И бегут дети из детских домов, где им, может быть, хорошо, к родителям (в том числе к алкоголикам, наркоманам), где им плохо: но там их корень, там они законны в мире. Жизнь их как бы не полна, если они не знают, откуда они, кто их родители. Это онтологическая тяга, тяга к собственному бытию, более того, тяга к собственной личности. И огромный путь должны пройти дети в своем развитии, пока найдут обоснованность своему существованию дополнительно в чем-либо ином, чем родители и род.

Работа с фотографией семьи: поиск самоидентификации

Когда Андрюшу оставляли у нас, Наташа попросила фотографию семьи. И сразу начала работать с этой фотографией. Себе мы взяли нейтральные «прозвища », чтобы не заслонять родителей: она – бабушка, я – дядя. Бабушка Наташа и дядя Сережа. На фотографии Андрюша мог узнать отца; но ни матери, ни сестры, ни брата не узнавал. Вот это и было полем работы. Как только он начал чуть-чуть оживать, как только появились первые слова, Наташа стала показывать ему фотографию и твердить: «Это твой папа... Это твоя мама... Это сестра Марина... Это брат Толя...» Действительно, как только Андрюша стал оживать, он стал искать применение словам «папа» и «мама». Очевидно, он их не помнил, так сказать, в «явном виде», во всяком случае, маму. Он не удовлетворялся фотографией, и был такой удивительный период (кажется, начало лета 1999 года), когда «мамой» он пытался считать даже меня! Тогда я удивлялся, сейчас – нет. Это был его поиск самоидентификации. Его пробуждающаяся личность требовала, чтобы у него был корень. Далеко же он отстоял от мира прежде, если теперь «маму» пробовал искать во мне! Его попытки были напрасны, мы не пошли на уступки и остались «бабушкой» и «дядей» (твердое требование Наташи).
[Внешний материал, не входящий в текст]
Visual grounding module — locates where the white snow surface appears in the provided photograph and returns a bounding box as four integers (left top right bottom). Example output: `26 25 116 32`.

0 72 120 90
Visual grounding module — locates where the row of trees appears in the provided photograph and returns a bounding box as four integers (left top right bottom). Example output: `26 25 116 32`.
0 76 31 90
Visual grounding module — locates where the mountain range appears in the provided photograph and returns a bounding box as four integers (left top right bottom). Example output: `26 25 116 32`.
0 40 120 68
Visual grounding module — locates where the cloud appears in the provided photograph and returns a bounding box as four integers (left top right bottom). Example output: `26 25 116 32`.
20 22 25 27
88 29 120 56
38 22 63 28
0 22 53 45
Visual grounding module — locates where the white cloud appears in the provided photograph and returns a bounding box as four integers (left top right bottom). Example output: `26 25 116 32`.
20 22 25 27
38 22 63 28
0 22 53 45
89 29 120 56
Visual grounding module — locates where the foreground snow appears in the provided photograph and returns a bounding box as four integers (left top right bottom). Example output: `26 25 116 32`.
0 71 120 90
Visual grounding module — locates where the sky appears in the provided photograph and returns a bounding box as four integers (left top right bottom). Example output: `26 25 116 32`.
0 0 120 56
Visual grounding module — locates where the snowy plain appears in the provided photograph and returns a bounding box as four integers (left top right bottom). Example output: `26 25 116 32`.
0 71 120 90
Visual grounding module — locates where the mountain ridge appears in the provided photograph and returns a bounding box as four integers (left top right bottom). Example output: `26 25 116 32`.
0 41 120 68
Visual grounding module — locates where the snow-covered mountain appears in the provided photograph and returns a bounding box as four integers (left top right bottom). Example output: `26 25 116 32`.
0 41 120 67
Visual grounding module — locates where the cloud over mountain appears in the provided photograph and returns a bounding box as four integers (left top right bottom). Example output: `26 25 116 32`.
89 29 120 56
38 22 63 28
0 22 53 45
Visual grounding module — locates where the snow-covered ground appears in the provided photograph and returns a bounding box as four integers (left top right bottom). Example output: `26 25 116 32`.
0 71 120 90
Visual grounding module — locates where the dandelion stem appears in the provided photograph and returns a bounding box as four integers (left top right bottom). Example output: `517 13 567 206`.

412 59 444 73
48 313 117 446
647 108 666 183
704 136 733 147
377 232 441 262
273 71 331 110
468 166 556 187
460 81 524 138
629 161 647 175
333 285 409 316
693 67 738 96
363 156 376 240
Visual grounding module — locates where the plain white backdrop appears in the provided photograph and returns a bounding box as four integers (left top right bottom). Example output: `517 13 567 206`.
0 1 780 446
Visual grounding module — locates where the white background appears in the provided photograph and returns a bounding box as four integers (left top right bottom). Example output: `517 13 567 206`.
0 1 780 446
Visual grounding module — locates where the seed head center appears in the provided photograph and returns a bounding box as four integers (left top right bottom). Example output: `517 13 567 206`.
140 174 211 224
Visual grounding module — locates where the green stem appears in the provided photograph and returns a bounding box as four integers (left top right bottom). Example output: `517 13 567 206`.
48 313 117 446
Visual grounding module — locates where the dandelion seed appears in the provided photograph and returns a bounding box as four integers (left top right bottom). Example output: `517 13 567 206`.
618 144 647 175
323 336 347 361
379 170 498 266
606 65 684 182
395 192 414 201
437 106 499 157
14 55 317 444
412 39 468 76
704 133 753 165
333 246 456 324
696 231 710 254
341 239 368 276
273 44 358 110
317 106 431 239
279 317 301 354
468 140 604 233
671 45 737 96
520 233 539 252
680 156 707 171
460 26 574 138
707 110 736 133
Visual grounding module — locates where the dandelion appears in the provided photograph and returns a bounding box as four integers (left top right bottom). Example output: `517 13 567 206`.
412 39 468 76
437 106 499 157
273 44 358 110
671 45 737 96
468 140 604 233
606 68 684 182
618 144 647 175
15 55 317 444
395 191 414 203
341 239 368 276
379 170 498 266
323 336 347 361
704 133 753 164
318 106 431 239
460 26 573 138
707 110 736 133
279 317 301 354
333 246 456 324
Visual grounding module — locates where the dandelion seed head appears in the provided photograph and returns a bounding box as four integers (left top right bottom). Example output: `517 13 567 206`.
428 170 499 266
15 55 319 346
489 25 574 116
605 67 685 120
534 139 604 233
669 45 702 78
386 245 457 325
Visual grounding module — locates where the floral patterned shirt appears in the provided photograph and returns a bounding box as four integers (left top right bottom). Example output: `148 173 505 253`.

Отождествление родителей: возникновение привязки к роду

А летом 1999 года он впервые в своем обновленном состоянии увидел отца. Тот взял его почти на месяц к себе, когда приезжал без семьи, с одной Мариной, в Москву. Хотя отец в тот раз не заметил перемен (ребенок оставался почти неговорящим), но это был ребенок в совсем другом состоянии. Женщина, ухаживавшая когда-то за ним, когда он жил у тети, говорила мне, что не могла поверить, что это он, так он изменился в своем поведении и даже в речи. И этот измененный ребенок, сознание которого открылось для поиска родителей, наконец, увидел того, кого имел полное право называть папой. Привязка рождающейся личности Андрюши к своему роду совершилась, а довершилась в следующем году, когда он увидел также и мать.

Вот выдержка из дневника следующего года (3.09.2000 г.): «21 августа мы отвезли Андрюшу родителям. Мы сильно опоздали, вошли в подъезд – вдруг по лестнице топот: сбегает Марина. Она не ожидала увидеть Андрюшу, но, увидев, сразу узнала и встала на ступеньке как вкопанная.

Я показал ее Андрюше:

– Кто это?

Мальчик, – ответил Андрюша и отвернулся.

В это время подъехал лифт, из него вышли отец, мать и Толя: они направлялись в ближайший магазин. Произошла немая сцена: Ирина замерла, глядя на Андрюшу. Она не видела его больше полутора лет. Андрюша был занят своим и не обращал ни на кого внимания.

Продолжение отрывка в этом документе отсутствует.